Ensure AI crawlers aren't blocked. Check your robots.txt. Some bot-blocking rules inadvertently prevent AI crawlers from indexing your content.
Optimise performance. Run Lighthouse, feed the results to your AI tool of choice, implement the fixes. Convert images to WebP. Address render-blocking resources. Fast sites get crawled more thoroughly by everyone.
Run a proper SEO audit. Use Semrush, Ahrefs, or similar. Feed the results to AI for systematic remediation. Fix the technical issues that traditional SEO audits find - they matter for AI discoverability too.
Create content that answers questions. LLMs are trained on content that provides clear answers to questions. Blog posts, documentation, FAQs - anything that clearly and factually addresses topics in your domain makes you more likely to appear in AI-generated responses.

The Emerging Field

AI SEO is still early. The rules aren't fully written yet. We don't know exactly how different LLMs weight structured data versus unstructured content, or how AI search products like Perplexity decide what to cite. The field is moving fast and the best practices are evolving.

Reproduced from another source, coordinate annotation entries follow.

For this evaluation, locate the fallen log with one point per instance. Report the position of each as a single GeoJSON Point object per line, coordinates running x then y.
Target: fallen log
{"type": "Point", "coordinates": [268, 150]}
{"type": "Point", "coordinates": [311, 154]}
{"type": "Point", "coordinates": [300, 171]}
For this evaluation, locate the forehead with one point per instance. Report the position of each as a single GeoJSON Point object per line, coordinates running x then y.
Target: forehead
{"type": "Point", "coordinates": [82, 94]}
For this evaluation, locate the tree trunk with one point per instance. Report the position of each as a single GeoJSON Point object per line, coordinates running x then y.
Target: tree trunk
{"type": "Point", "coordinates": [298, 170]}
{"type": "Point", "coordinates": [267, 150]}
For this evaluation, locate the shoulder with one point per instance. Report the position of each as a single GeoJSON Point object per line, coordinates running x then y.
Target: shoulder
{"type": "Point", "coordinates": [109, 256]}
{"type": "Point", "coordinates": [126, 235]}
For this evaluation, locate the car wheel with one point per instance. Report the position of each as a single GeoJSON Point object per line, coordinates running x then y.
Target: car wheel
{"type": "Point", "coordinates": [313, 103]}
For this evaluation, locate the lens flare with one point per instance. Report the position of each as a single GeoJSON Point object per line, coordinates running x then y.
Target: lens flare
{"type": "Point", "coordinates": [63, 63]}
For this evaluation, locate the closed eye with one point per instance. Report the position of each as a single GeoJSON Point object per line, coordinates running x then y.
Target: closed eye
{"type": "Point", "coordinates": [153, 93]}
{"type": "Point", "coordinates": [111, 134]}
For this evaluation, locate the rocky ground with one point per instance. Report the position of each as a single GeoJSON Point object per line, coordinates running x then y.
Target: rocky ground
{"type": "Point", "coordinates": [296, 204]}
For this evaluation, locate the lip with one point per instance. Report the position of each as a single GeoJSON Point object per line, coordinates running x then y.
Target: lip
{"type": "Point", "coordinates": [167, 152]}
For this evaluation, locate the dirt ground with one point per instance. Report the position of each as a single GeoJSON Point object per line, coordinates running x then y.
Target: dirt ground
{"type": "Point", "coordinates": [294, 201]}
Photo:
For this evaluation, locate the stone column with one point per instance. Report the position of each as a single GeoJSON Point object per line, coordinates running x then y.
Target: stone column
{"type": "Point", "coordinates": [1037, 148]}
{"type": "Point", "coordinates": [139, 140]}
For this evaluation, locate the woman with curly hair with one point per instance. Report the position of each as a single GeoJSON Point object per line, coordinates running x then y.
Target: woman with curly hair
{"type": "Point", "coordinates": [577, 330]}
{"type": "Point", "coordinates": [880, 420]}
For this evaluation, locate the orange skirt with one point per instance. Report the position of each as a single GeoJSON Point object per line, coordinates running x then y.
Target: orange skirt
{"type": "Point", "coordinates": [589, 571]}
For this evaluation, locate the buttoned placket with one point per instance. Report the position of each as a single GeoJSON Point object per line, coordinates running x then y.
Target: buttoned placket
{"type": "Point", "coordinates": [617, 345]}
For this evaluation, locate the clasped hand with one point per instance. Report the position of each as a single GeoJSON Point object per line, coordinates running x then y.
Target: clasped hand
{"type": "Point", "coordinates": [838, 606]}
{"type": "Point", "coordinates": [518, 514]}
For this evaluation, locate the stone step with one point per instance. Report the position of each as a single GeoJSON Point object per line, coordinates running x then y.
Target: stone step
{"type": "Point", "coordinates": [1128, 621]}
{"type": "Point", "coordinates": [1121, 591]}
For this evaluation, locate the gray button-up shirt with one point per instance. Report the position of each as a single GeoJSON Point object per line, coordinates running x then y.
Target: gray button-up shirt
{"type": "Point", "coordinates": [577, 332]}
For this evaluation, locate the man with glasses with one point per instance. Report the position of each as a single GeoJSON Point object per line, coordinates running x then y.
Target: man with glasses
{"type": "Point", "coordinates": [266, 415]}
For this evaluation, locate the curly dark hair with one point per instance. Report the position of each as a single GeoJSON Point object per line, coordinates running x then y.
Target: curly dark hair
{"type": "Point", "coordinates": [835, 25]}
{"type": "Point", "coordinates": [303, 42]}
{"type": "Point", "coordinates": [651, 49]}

But the direction is clear: optimising only for Google is no longer sufficient. A growing percentage of how people find information is mediated by AI systems, and those systems have their own preferences for how content should be structured and presented.

The good news is that most of what makes a site AI-discoverable also makes it better for traditional SEO. Structured data, clean HTML, fast loading, factual content - these are universal goods. You're not choosing between optimising for Google and optimising for AI. You're building a site that's genuinely well-structured, and both benefit.

The bad news is that if you've been ignoring structured data and relying on Google's ability to figure out unstructured pages, you've got some catching up to do. But the work is straightforward, the tools are available, and - as I discovered - AI is remarkably good at helping you implement the very optimisations that make your site more visible to AI.

There's a pleasing circularity to that.